Резкие черты лица искажаются, вытягиваются в чёрное пятно. Своды пещеры начинают рушиться, открывая пятна света и кроны вековых деревьев, уносящиеся к бесконечному небу.
– Геральт? – повторяет настойчиво его голос, рассыпаясь в шуме листвы. – Геральт!
Тьма падает на лес с ошеломительной скоростью, и заросли травы никнут к земле от дыхания неожиданного мороза. Далеко в глубине чащи зарождается снежная буря.
– Геральт! – свист вьюги заглушает крики, – Геральт! Геральт!
Вспышка. Острые края снежинок царапают кожу. Вспышка…
–…Наконец-то, – говорит низкий голос над головой.
С трудом открывая глаза, он видит склонившегося над ним Детлаффа. Голубые радужки, посеревшие от усталости, смотрят на него измученным взглядом. Вид у его друга и правда на редкость болезненный. Бледное лицо изрезано полосами выступивших вен, и белки глаз, покрасневшие от полопавшихся капилляров, выглядят куда хуже, чем у любого из его пациентов, кто бьётся в приступе лихорадки.
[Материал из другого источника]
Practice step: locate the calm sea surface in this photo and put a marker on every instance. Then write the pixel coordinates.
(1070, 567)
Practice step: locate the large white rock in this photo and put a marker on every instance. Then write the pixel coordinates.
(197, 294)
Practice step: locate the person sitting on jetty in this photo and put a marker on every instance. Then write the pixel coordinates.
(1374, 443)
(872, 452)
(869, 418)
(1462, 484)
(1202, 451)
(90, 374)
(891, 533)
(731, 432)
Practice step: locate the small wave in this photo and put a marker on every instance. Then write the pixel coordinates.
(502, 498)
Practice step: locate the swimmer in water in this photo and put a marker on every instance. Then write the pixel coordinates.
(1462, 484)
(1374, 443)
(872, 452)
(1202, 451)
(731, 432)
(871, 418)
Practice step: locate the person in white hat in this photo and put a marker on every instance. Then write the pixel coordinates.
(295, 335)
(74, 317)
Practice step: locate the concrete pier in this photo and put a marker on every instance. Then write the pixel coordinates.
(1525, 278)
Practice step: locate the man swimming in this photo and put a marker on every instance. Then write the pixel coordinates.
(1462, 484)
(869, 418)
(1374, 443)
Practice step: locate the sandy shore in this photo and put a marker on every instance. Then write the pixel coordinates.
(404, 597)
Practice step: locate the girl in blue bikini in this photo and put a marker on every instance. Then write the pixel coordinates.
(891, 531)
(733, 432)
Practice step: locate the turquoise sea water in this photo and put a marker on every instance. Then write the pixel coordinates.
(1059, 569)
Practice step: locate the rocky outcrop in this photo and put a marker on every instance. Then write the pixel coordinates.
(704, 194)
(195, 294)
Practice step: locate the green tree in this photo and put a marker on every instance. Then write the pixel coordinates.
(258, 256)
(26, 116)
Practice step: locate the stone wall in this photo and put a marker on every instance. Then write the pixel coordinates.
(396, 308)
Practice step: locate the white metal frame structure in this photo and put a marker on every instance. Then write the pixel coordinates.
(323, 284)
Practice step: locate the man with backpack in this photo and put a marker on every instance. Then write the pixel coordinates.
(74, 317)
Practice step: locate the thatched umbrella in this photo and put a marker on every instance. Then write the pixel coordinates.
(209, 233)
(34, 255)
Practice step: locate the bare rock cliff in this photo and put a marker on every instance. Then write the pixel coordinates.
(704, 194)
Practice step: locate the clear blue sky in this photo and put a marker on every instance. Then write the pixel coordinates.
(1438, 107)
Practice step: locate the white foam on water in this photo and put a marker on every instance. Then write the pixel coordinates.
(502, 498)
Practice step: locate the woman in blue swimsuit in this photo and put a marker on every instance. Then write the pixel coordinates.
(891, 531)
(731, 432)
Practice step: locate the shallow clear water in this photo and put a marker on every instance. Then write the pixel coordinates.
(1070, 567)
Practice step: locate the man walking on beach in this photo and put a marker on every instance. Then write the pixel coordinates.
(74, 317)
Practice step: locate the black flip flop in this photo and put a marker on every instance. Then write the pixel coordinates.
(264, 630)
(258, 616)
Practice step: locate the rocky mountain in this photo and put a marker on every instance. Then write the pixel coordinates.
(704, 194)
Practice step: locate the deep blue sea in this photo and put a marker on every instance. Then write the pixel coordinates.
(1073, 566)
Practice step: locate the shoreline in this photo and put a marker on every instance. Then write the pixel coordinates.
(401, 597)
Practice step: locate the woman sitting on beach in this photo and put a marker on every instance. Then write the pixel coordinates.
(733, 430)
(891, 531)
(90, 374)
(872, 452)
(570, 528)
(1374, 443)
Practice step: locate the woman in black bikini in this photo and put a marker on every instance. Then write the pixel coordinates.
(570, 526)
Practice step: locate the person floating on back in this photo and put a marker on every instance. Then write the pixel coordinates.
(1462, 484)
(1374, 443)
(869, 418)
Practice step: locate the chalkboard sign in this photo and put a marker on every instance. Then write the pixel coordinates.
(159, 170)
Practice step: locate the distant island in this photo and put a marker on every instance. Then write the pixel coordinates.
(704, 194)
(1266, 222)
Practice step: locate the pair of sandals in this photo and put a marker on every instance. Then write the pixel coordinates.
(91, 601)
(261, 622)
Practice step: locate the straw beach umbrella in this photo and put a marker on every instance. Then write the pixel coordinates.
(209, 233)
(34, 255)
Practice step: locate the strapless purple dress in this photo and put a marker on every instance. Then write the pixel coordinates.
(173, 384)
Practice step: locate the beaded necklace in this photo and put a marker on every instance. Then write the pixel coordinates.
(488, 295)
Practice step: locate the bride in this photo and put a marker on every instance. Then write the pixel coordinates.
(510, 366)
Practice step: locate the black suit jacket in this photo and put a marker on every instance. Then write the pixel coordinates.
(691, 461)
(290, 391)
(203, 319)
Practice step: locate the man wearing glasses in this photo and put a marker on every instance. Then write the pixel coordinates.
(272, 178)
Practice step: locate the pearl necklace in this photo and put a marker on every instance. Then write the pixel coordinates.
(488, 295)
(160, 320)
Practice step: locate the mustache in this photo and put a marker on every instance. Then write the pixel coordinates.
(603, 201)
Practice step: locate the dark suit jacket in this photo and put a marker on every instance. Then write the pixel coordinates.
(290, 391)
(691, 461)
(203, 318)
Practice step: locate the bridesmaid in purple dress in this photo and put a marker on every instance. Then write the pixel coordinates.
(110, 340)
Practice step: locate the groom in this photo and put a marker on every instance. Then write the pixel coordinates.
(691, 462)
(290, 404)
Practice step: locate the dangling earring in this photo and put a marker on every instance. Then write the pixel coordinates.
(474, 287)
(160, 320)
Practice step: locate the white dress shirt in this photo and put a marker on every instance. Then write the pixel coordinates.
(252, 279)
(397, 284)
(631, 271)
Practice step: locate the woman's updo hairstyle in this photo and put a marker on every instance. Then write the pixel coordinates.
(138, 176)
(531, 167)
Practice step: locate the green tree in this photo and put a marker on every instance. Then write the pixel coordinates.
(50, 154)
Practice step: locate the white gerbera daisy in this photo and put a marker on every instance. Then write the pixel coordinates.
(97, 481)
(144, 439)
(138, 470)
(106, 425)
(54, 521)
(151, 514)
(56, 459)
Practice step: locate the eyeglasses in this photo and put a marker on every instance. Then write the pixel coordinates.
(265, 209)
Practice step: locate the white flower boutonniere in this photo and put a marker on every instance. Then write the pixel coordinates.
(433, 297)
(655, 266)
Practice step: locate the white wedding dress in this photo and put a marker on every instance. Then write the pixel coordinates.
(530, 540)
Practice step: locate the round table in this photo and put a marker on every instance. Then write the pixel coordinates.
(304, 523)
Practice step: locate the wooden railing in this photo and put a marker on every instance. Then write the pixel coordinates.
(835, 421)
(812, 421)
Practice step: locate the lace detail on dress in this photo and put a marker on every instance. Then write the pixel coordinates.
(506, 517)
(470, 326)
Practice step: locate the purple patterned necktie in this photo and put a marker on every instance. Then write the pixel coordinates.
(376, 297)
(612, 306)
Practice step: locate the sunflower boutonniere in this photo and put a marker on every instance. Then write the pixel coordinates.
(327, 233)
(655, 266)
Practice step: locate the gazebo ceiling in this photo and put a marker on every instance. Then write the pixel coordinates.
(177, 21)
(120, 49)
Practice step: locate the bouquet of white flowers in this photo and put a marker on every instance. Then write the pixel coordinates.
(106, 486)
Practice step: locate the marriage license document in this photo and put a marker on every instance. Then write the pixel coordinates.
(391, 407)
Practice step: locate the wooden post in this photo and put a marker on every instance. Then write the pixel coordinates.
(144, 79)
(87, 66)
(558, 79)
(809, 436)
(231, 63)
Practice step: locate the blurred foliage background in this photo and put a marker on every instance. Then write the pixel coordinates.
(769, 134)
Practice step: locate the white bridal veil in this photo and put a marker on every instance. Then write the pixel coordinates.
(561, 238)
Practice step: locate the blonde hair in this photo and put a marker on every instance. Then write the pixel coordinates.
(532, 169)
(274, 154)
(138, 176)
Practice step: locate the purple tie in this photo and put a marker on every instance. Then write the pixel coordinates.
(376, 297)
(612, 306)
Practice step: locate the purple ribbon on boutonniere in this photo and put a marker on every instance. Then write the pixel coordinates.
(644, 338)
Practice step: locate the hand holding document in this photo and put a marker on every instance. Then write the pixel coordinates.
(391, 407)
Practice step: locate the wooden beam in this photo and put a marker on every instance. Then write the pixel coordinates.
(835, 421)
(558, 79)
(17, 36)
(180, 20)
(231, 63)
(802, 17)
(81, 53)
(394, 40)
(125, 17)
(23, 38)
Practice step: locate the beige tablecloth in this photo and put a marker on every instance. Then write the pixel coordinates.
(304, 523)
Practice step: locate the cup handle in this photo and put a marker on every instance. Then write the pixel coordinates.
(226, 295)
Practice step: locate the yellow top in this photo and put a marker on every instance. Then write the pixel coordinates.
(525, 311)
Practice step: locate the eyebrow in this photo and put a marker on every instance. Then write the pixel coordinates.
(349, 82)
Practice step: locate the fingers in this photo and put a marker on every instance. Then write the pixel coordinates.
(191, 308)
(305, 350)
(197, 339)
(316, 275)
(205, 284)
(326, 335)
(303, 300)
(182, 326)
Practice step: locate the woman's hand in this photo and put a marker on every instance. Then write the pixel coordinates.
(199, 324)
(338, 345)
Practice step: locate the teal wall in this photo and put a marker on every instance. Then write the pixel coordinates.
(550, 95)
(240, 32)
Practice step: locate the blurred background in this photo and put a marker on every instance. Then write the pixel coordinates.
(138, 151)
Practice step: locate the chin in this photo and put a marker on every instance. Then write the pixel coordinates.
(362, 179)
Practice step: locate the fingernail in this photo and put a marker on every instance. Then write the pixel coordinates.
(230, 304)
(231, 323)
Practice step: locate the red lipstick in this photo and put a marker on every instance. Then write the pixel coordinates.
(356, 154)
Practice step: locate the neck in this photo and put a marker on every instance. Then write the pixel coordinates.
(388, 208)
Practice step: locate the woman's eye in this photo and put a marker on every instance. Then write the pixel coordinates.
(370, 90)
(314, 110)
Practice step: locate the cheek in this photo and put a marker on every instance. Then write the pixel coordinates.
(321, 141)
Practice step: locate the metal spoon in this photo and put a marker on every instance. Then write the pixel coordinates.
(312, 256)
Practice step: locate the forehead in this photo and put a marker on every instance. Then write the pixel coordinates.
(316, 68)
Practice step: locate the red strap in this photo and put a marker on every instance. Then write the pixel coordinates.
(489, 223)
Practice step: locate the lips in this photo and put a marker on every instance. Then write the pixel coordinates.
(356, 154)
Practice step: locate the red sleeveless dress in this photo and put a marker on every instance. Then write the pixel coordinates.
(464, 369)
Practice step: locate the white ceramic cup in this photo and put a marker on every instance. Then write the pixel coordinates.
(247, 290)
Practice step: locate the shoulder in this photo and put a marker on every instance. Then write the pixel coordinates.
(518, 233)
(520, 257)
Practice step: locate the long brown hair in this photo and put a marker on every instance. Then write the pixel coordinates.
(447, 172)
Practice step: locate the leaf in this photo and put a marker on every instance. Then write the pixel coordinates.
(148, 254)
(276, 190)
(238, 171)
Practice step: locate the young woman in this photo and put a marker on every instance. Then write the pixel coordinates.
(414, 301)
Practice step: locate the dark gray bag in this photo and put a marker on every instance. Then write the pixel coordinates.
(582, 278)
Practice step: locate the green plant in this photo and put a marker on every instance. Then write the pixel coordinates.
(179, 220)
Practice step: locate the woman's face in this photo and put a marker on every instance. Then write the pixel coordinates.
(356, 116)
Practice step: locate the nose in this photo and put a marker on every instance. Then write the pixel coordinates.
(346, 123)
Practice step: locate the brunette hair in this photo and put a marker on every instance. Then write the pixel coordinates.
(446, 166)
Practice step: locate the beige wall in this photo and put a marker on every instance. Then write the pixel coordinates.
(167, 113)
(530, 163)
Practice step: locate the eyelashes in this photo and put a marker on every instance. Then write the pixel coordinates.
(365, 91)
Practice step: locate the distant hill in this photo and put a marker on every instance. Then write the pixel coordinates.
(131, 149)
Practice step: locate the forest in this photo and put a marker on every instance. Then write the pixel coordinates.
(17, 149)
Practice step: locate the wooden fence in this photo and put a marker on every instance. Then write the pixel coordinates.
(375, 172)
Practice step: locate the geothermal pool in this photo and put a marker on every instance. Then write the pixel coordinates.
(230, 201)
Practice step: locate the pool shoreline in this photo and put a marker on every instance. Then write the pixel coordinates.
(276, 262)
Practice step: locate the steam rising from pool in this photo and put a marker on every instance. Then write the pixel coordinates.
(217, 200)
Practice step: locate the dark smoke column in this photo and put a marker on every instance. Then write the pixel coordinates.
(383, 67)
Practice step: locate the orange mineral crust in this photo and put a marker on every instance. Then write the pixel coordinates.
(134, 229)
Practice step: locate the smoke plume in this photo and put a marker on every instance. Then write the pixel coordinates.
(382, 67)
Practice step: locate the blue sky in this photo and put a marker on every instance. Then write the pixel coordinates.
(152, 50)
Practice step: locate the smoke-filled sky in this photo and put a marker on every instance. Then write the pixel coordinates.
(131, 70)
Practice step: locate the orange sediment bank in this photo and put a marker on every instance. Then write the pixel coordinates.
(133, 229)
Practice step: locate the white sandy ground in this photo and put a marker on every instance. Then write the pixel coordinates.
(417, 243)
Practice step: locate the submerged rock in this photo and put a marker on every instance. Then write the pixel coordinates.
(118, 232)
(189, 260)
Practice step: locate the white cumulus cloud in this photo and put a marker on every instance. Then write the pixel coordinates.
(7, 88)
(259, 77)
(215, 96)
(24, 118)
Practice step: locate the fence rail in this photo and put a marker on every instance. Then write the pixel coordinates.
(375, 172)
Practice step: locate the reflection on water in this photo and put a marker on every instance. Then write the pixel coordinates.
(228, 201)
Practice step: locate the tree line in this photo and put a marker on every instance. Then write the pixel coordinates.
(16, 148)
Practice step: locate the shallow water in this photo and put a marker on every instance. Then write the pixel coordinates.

Жалость к нему, и без того тяжело переносящему визит к людям, затапливает холодной волной.
– Прости меня, – глухо произносит Регис. – Я обещал…
– Молчи. Кто же знал, что такого можно было ожидать, – отзывается Детлафф бесцветным голосом. – Не до этого теперь. Фламиника что-то нашла. Сказала, что готова принять нас, как только тебе станет лучше. Как твоё самочувствие?
Приподнимаясь на локтях, Регис осторожно садится, всеми силами борясь с головокружением. Ладони щекочет грубая ткань, и, осмотревшись как следует, он обнаруживает, что сидит в импровизированной постели, больше похожей на лежанку.
– Терпимо. Ещё минута, и приду в себя окончательно. Но как…
– Друиды. Сказали мне, что нашли нас обоих, бьющихся в конвульсиях. Магия леса, – сердито кривится друг. – Не знаю, что именно они сделали, но для меня всё прекратилось быстро. Не пришлось… – хмурясь, он отводит взгляд, – Прибегать к обычным методам.